Limitations & Future Work

  • Auxiliary modalities currently only cover depth and camera parameters; LiDAR point clouds, IMU, and semantics are not yet integrated.
  • Random modality fusion training uses uniform sampling and a fixed \(p\%\) RGB probability; the impact of different sampling distributions on robustness needs further study.
  • High training cost (32×A100 for 10 days) and reliance on 19 large-scale datasets create a high barrier to reproduction.
  • Evaluation focuses on public benchmarks; generalization to highly dynamic "in-the-wild" scenes (e.g., challenges in ORBIT) requires further verification.
  • vs. VGGT: VGGT only accepts RGB; OmniVGGT adds GeoAdapter and slightly outperforms it on RGB-only due to more robust representations, while significantly leading with auxiliary priors at equal inference speed.
  • vs.

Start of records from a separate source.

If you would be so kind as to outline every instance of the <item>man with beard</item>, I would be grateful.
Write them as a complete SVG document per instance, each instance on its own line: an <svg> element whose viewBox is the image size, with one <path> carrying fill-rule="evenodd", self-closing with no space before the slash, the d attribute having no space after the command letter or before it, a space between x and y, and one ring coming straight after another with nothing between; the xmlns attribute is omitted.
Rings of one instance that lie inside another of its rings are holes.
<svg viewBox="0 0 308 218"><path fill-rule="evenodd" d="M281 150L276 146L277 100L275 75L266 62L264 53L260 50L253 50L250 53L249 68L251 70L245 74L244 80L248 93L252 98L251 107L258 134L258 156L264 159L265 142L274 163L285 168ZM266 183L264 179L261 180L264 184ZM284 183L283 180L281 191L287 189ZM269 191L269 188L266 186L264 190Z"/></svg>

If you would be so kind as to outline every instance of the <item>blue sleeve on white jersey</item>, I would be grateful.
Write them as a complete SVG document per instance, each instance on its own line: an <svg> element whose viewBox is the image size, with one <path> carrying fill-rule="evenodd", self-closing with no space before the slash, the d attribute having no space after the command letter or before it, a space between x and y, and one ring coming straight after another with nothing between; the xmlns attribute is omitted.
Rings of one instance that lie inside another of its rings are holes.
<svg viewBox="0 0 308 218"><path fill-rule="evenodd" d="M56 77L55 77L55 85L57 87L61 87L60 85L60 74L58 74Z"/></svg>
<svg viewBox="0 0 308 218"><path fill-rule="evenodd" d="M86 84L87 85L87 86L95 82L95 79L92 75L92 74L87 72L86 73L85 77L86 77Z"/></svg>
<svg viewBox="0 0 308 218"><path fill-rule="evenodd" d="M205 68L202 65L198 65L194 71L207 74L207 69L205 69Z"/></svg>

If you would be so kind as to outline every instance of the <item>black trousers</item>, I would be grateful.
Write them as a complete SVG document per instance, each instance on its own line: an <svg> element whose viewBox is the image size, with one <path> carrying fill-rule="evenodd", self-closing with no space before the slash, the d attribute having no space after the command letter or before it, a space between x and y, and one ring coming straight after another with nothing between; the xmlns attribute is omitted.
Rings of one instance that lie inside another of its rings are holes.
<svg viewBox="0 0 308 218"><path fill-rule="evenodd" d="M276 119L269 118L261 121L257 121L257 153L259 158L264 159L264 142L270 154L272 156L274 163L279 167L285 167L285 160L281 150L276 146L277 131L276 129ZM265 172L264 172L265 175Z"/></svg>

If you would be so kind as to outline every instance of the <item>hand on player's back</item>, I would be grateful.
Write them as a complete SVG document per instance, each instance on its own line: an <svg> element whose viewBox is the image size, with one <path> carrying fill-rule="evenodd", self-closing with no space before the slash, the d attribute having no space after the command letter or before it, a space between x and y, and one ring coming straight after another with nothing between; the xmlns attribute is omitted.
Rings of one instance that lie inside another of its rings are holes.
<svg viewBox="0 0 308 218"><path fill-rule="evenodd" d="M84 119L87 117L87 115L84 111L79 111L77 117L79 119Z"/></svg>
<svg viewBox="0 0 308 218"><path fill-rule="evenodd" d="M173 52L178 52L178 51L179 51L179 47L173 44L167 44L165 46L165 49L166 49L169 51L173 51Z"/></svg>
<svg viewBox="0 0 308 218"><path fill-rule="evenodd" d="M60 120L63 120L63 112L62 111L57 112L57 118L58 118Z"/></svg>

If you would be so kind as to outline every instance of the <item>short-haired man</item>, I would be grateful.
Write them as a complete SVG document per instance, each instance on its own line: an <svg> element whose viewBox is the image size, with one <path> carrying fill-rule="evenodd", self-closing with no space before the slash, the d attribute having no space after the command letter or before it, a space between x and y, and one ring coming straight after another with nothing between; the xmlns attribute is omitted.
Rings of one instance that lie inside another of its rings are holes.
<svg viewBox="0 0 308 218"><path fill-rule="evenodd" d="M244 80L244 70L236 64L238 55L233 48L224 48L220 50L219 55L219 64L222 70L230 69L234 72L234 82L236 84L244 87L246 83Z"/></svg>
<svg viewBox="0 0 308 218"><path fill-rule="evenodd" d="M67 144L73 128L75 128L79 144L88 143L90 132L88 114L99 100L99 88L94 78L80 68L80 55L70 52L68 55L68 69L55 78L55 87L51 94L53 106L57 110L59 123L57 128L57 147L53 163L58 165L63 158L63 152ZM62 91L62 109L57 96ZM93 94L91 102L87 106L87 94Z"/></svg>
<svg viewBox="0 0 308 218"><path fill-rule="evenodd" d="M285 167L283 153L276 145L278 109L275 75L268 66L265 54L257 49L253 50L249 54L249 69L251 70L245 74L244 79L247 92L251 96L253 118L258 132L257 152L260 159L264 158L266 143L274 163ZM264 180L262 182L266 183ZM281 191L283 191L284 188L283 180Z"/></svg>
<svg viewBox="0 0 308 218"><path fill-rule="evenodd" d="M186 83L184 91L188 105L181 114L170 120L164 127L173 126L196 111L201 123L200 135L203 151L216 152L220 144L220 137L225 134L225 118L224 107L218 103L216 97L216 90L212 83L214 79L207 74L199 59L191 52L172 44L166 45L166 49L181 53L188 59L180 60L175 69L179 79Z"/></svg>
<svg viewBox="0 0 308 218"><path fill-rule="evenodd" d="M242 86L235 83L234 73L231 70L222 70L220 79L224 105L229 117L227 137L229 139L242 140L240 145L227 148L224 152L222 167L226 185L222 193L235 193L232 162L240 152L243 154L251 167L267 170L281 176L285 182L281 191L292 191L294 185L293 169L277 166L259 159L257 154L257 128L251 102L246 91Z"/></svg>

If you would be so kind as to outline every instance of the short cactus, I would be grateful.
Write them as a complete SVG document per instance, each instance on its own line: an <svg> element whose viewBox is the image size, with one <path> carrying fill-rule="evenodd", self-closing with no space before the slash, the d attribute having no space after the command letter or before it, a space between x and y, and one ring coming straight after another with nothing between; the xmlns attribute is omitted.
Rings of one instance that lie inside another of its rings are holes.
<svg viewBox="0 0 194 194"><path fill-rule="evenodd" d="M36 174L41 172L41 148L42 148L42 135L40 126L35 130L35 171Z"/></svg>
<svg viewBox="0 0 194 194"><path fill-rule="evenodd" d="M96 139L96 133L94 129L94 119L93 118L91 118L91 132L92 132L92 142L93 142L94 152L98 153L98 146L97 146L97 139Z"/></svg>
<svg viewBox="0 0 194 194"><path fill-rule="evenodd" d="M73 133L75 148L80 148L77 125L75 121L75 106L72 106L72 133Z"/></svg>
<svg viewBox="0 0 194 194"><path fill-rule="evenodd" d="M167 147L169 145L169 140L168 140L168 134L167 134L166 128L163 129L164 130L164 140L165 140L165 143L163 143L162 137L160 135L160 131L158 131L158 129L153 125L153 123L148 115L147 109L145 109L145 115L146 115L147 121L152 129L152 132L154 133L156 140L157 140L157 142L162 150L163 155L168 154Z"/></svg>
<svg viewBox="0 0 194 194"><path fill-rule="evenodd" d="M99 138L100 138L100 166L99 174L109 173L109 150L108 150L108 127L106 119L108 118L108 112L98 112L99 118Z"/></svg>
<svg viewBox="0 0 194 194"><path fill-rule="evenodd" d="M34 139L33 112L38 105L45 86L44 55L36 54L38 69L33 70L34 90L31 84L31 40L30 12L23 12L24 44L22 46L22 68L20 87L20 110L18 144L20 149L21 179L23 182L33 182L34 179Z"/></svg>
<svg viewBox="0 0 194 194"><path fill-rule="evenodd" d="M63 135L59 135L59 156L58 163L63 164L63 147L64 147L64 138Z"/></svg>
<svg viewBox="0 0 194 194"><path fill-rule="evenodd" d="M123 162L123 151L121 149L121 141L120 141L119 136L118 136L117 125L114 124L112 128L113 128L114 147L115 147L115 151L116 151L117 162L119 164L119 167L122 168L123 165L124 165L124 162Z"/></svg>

Pow3R: Pow3R also handles multi-modal injection but supports limited inputs and uses slow alignment (>7s). OmniVGGT supports arbitrary inputs, is 30× faster, and is more effective (16% lead on Re10K) due to zero-conv and random fusion training.
  • vs. DUSt3R/MASt3R/CUT3R: These models provide different efficiency/accuracy trade-offs for 3D representation but remain RGB-centric. OmniVGGT addresses the neglected dimension of incorporating existing geometric priors.

Rating

  • Novelty: ⭐⭐⭐⭐ "Per-modality injection + random fusion for arbitrary inputs" is a clean and insightful design, though it remains an incremental adapter on VGGT.
  • Experimental Thoroughness: ⭐⭐⭐⭐⭐ Covers monocular/multi-view depth, MVS, pose, 3D reconstruction, and VLA across five tasks; includes detailed scaling and architecture ablations.
  • Writing Quality: ⭐⭐⭐⭐ Methodology and motivation are clear; analysis of modality differences for zero-conv is particularly strong.
  • Value: ⭐⭐⭐⭐⭐ Zero-cost, flexible combinations, and VLA integration significantly push 3D foundation models toward practical utility.